Q: You've got a bunch of electrified vehicles coming out. Do you market them as a group?
A: No. C-Max will be marketed as a fully dedicated hybrid. The HEV Fusion will be marketed as the best Fusion [for mpg]. The Energi, our plug-in line, will be marketed as a subbrand to the brand because plug-ins are a quite different animal. Our research shows that customers really see something you plug in as quite different.
How is the investment of your marketing dollars changing in the digital age?
We continue to accelerate our digital investment, but the big change is not just that.
We're dedicating more money in the prelaunch period. We're taking a very substantial part of that launch budget that used to be only spent when the cars are wholesaled, and moving it six months before the vehicle goes on sale. So what's really changing with Ford advertising and promotion in our budget is the timing of our spend.
We've done that with that Random Acts of Fusion. We did it with the prime-time TV show for Escape. We're finding this prelaunch investment to be extremely efficient, and it allows us to spread our broadcast over a longer period of time to continue to have messaging throughout the year versus a traditional launch which only lasts three or four months.
Does that mean there's postlaunch as well?
That's right. We can make the postlaunch contingent on how well the prelaunch went. If we have six months of orders, we don't necessarily have to spend all the advertising the first three months. We can time it later in the year, six months to 12 months after you launch.
You've made a commitment to social media with the Ford brand. Lincoln customers are different. Do you plan the same mix of social media in the MKZ launch?
The customer we're going after for the Lincoln is different than the customer we've gone after in the past. Digital media is now important for all consumers. The fastest growing group on Facebook are women in their 50s. This whole concept that digital media or even social media is isolated to a bunch of young guys and girls getting to know each other -- it's not relevant any more. It's a global phenomenon, and it's ageless.

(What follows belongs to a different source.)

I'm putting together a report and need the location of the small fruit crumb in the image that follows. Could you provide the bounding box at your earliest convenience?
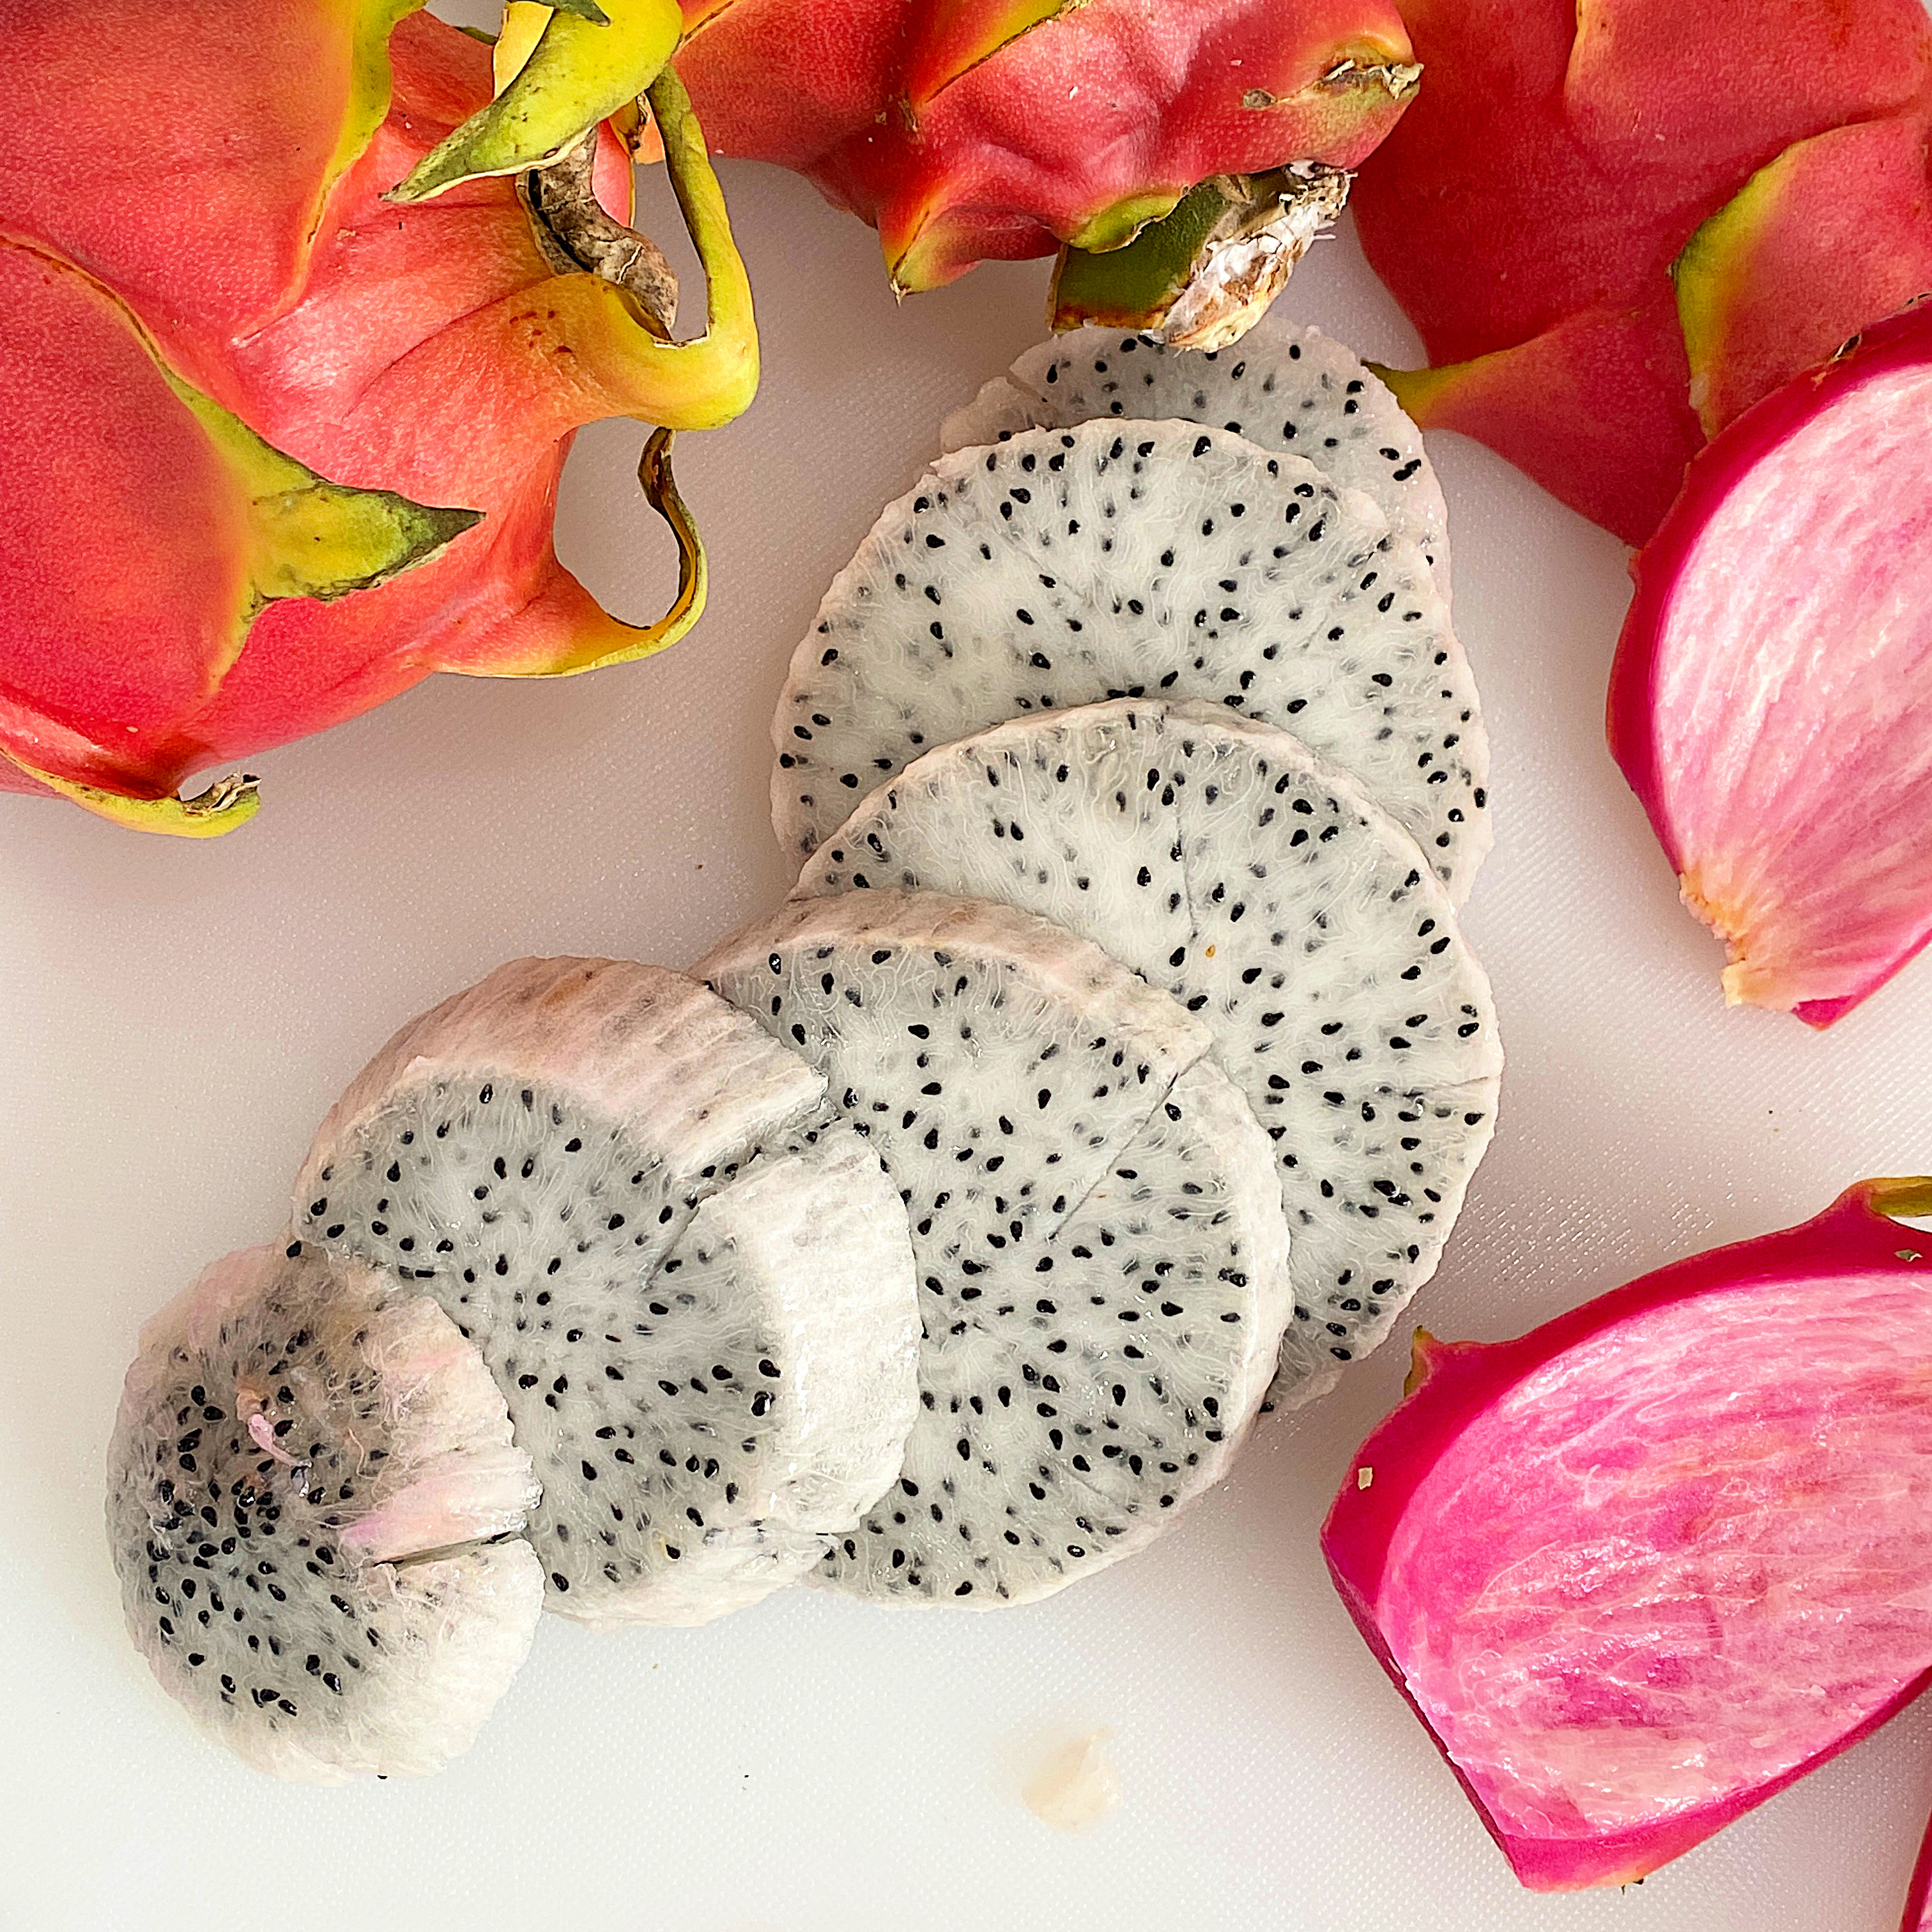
[1358,1466,1374,1490]
[1023,1728,1122,1833]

Good marketing campaigns in the luxury space better have a compelling social media element as well as digital. The message itself for Lincoln will have to grab peoples' attention in all media. Our marketing is going to have to be compelling enough to conquest customers [so] that they actually sample the product, that they actually do something. It's not enough for our advertising just to educate people that there's a new MKZ, which has been the traditional role of luxury advertising.

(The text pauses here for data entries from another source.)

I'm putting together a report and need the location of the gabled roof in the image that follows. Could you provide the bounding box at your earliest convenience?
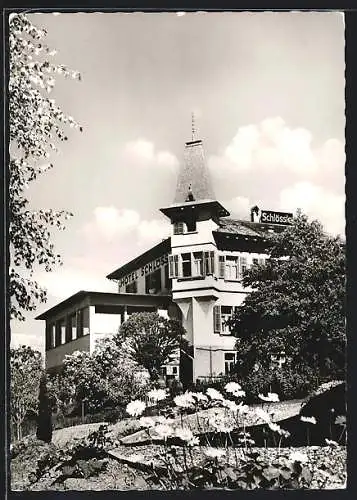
[106,237,171,281]
[216,217,287,238]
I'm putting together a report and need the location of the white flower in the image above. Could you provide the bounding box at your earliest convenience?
[126,400,146,417]
[236,402,250,415]
[255,408,271,423]
[335,415,346,426]
[175,427,194,442]
[187,436,200,447]
[268,422,281,433]
[139,416,155,428]
[300,416,317,425]
[206,388,224,401]
[147,388,167,403]
[325,439,339,447]
[225,382,242,394]
[222,399,239,412]
[204,447,226,459]
[258,392,279,402]
[174,392,195,408]
[233,390,246,398]
[191,392,208,402]
[155,424,173,440]
[289,451,308,463]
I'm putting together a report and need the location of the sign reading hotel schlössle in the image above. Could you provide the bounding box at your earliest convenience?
[119,254,169,288]
[260,210,293,225]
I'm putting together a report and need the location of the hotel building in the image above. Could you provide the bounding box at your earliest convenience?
[36,131,289,385]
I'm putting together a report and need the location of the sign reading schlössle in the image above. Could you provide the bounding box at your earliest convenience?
[260,210,293,225]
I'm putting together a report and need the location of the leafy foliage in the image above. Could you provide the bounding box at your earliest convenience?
[36,373,53,443]
[118,312,187,381]
[48,337,148,414]
[230,213,345,395]
[9,13,82,320]
[10,345,43,441]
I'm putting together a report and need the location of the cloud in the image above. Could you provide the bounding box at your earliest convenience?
[279,181,345,236]
[208,117,345,234]
[224,196,251,218]
[82,206,140,241]
[137,218,171,243]
[121,139,179,172]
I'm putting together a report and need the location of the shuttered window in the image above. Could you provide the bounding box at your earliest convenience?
[213,305,221,333]
[168,254,179,278]
[173,222,185,235]
[218,255,225,278]
[240,256,247,275]
[204,251,215,276]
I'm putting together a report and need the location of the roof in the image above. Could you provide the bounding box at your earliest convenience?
[160,199,230,221]
[35,291,172,320]
[174,139,215,203]
[216,217,288,238]
[106,237,171,281]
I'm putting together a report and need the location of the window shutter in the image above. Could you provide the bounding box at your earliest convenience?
[169,255,174,278]
[210,251,215,275]
[218,255,225,278]
[213,305,221,333]
[203,252,207,276]
[175,254,181,277]
[241,256,247,276]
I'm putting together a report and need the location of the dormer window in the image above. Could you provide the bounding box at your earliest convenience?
[186,218,197,232]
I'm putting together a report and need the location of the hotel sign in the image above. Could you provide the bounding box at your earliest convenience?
[260,210,293,225]
[119,254,169,288]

Team Detroit hired former General Motors and Allstate marketing executive Mark LaNeve. Did you have a role in that? What role will he play?
Mark Fields and myself, Ken Czubay -- the whole team that works with Team Detroit really saw Mark as a global resource, someone who, as the U.S. market becomes more competitive, could do a fantastic job supporting our dealer ad groups. He has the strategic point of view to help us with everything from Lincoln to our core products, from pickup trucks all the way down to Fiesta, and is a real seasoned pro.
Consumer Reports came out with a vitriolic comment about MyFord Touch. What is your response?
What our customers say is that more than half of them buy Ford because of the technology in a Ford. That's dramatically higher than our competitors. We're seeing incremental customers buy a Ford because of technology like MyFord Touch and Sync. We've been on this journey for almost half a decade now, and what we've learned is that it's been a great addition to be a technology leader. However, with that comes the responsibility of making sure the systems are error-free and they're easy to use.
We've listened to the customers and to third parties like Consumer Reports. All the input is great, but frankly we've been busy for a long time now making improvements.
We have had to change the way we develop and test our vehicles because of our leadership in technology. I think it's something every manufacturer will go through. I'm sure glad Ford is learning first, and it will be the quickness of our reaction that will dictate our continued leadership.
You keep mentioning the importance of being a technology leader. Could you expand on that?
When Ford is at its best, it's a brand that takes innovation and gives it to millions. EcoBoost, Sync, the Model T, the Mustang -- they all have the same DNA.
What makes a Ford a Ford? We think it's the driving dynamics, the design, the in-car technology and the fuel economy. In the United States, those are the key things that make us different.